В конце концов, произошло самое страшное: я поддалась общей панике, была на грани истерики, все больше тонула в депрессии. Первое время я перебирала в памяти истории тех девчонок, которых мне здесь, в Европе, удалось вызволить. И что? Кто-нибудь собирался наградить меня за мои подвиги? Чествовать, как героиню, когда я вернусь на Родину?
Лишь через некоторое время я собрала последние силы и постепенно начала приходить в себя. До этого я искала точки опоры, но никак их не находила, хотя они, конечно, у меня были. Первое – знание языков. Второе – паспорт, который мне, надеюсь, сохранили. Третье: телефоны, по которым практически в каждой стране можно было за помощью обратиться. Четвертое – Немальцына, не может быть, чтобы я была первым провалом в ее практике. И что же, она вот так, запросто, способна отдать меня на растерзание?

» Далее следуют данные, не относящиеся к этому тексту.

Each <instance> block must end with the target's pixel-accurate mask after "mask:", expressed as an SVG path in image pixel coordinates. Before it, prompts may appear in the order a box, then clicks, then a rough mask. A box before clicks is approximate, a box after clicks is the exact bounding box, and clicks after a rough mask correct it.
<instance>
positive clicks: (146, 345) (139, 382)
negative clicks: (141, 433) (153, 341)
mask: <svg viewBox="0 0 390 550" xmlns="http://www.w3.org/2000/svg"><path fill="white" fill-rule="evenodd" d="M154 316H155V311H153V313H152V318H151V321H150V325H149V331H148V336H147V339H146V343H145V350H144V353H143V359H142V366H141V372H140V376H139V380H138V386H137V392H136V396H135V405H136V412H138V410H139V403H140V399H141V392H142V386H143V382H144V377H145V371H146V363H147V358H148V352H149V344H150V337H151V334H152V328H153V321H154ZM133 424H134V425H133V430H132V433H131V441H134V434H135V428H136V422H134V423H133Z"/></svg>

Сабрине «повезло». Когда нас выстроили вдоль стены в какой-то комнатушке, я поняла, что торг начался. Выбрали только одну девушку, «гарну дивчину», которая буквально светилась от счастья, поглядывая на нас свысока.
Дура. Что ее могло ожидать теперь? Потешится кто-нибудь на полную катушку с ней, затем перепродаст с выгодой. Хороший бизнес! Особенно в кризис. Доступен практически каждому. Даже самые бедные могут устроить складчину, взять деньги в долг, и через какое-то время их возвратить.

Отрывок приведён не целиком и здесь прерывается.